I should say, by the way, that I haven't read Dagar or Dr. Spektor, so it's possible the idea of them sharing the same universe (though separated in time) might have already been introduced.  But in Tragg #8, we also learn that the three characters are actually related. Both Dagar and Spektor are descendants of Tragg and Lorn.

And since Tragg's descendants will all follow his footsteps and enter the Hero Business, the mysterious Dark Gods (who worship evil) try to set things up by making sure they are never actually born. That requires killing Tragg before he has any kids. And THAT requires bringing a dead evil wizard to Earth and returning him to life, then having him work as their hit man. He's given the power to reanimate skeletons and make those skeletons invulnerability.



Fortunately for Tragg's future children, the arrival of the wizard Ostellon is seen by Keera. She overhears the Dark Gods giving Ostellon his assignment. Keera flies off to warn Tragg, but her jet pack runs out of fuel and she ends up unconscious on the floor of the jungle, about to be a snack for a deinonychus.


Tragg saves her. She warns Tragg about Ostellon. Tragg isn't that concerned about the wizard at first, but when three invulnerable skeletons nearly kill him, he realizes that the threat is real.


Keera, by the way, saves Tragg. Her ray gun had been smashed in her duel with Lorn two issues ago, but it has been established earlier that she had repaired it sufficiently to get one more blast out of it.



Tragg and Lorn track down Ostellon. The ensuing battle is, I think, one of the few minor missteps the series had. Though Tragg has to outsmart a dinosaur skeleton by luring it off a cliff, his personal fight with Ostellon is settled with one swing of his ax. I think the required page count of the book obligated Glut and Spiegle to end the fight a little too abruptly to make it really satisfying.

So the series ends with Keera, who is now without any advanced technology, joining Tragg's tribe--though she is still feared and shunned by everyone except Tragg. Her gradual character growth from an arrogant invader who was willing to kill into someone Tragg can actually trust is one of the highlights of the series and it hits all the proper emotional notes.

And that makes the series' end at this point all the more disappointing.
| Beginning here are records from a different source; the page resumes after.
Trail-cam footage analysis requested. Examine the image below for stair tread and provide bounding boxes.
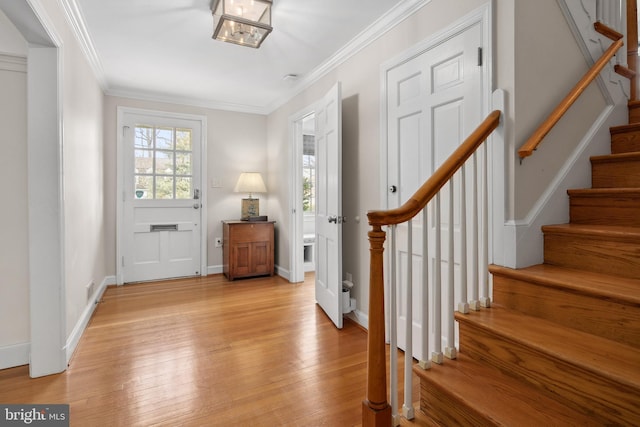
[609,123,640,135]
[456,305,640,392]
[567,187,640,197]
[414,353,597,426]
[489,264,640,306]
[590,152,640,163]
[542,224,640,240]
We don't get to see any more of their adventures and we don't see the rest of Keera's journey has she adjusts to the life of a primitive and tries to earn the trust of the rest of the tribe. We don't get to see if alien reinforcements ever show up and whether the now-insane Zorek keeps his leadership position among the other surviving invaders. We don't get to see if Tragg can cement his alliance with the dino-riders and eventually make friends with the ape men. Glut has done a magnificent job of world-building and there were many, many stories in that world that will now never be told.